八尋さん 大切なのは、お互いのタイプを理解してリスペクトすることです。COO型からCEO型を見たとき「またあんな大きな話をして」と批判的に見るより「類い稀な発想をする面白い人なんだな」と捉える。逆にCEO型からCOO型を見たときは「いつも細かいことを言われる」と思うのではなく「実現可能な工程に落とし込んでくれる」と捉える。チームの中で相手の役割分担が理解できると、そのプロジェクトはスムーズに進みます。
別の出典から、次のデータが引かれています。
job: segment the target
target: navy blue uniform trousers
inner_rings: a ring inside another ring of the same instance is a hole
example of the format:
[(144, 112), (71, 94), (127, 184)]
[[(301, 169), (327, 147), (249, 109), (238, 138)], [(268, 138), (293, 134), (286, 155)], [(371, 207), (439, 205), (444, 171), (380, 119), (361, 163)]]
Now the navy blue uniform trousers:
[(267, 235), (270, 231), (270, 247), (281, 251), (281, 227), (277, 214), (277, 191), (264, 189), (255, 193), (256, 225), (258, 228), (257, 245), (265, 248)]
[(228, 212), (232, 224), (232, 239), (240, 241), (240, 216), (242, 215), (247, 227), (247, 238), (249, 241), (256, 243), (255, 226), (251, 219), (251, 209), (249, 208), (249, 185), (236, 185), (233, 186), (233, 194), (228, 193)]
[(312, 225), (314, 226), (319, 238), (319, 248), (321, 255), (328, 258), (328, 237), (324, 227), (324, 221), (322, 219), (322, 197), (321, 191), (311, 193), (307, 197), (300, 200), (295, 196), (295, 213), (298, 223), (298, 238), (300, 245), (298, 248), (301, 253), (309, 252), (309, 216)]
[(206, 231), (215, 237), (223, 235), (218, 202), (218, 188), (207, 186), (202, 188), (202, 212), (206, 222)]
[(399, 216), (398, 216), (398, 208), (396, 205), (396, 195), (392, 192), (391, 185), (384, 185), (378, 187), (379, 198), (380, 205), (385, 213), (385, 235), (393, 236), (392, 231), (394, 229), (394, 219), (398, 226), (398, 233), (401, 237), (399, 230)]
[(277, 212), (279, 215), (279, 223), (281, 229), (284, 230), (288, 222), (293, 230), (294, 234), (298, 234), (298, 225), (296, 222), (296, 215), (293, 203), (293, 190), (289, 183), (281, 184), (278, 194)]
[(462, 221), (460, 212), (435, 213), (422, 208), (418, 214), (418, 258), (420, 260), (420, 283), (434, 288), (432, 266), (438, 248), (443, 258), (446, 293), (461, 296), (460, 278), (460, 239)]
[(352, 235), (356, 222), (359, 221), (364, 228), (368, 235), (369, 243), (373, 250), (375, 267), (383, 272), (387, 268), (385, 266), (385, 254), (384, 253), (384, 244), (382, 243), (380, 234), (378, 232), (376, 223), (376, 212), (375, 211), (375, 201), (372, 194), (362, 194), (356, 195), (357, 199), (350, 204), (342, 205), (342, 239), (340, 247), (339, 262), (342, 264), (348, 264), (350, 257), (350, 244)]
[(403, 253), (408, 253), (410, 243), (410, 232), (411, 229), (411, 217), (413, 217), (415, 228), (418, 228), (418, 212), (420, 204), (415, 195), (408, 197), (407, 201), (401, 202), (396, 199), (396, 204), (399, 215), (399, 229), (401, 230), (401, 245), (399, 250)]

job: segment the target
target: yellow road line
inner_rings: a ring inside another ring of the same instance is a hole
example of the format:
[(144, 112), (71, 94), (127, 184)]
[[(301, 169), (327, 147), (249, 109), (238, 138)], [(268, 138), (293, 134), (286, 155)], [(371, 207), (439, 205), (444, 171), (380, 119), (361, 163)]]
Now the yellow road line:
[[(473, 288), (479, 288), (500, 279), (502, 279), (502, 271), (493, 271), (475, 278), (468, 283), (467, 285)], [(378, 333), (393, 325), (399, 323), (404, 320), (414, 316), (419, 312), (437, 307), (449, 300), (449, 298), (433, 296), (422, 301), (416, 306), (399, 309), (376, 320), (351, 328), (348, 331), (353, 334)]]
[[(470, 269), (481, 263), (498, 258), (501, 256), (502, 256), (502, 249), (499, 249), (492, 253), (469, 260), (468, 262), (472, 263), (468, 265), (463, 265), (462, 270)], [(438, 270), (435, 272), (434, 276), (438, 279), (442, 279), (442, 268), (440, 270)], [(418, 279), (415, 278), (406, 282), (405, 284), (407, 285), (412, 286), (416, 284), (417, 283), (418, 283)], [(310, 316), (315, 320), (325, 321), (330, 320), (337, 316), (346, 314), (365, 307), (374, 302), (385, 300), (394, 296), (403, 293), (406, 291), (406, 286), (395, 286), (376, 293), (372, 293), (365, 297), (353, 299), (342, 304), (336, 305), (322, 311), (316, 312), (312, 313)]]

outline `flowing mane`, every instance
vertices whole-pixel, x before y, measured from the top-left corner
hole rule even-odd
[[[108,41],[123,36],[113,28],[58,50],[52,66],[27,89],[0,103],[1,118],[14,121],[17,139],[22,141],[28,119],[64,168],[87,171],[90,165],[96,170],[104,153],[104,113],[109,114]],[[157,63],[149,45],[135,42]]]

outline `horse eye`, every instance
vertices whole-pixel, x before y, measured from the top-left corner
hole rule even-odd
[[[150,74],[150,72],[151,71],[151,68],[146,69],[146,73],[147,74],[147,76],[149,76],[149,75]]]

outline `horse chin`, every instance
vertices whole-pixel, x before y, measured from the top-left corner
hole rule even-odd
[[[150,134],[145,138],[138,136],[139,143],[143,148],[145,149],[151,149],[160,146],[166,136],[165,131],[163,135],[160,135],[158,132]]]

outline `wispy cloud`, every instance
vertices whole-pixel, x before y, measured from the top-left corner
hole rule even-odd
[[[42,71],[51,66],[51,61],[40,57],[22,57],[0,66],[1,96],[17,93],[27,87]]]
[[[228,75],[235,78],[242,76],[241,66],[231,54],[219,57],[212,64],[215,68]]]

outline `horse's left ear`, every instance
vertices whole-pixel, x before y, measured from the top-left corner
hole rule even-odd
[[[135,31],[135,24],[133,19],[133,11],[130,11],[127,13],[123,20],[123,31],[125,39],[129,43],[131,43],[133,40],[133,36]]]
ハブチンさん 今はCEO型の人が持てはやされて、スポットライトが当たることも多いですよね。でもCOO型にも大切な役割がある。

自分は、上司や部下とミルフィーユになっているか

八尋さん 組織やメンバーの方針によって、成長には2通りあると思うんです。1つは、COO型の延長でも地道に進めた先に大きく伸びるもの。いわゆる「改善」の延長に「改革」があったケースで、多くの企業が実践し実績もあります。もう1つは、CEO型が外からいろんな刺激を受けて、新しいモデルを見つけるもの。CEO型とCOO型、どちらも主導になり得ます。私たちも両方の可能性を模索しながら新規事業の種をまいているところです。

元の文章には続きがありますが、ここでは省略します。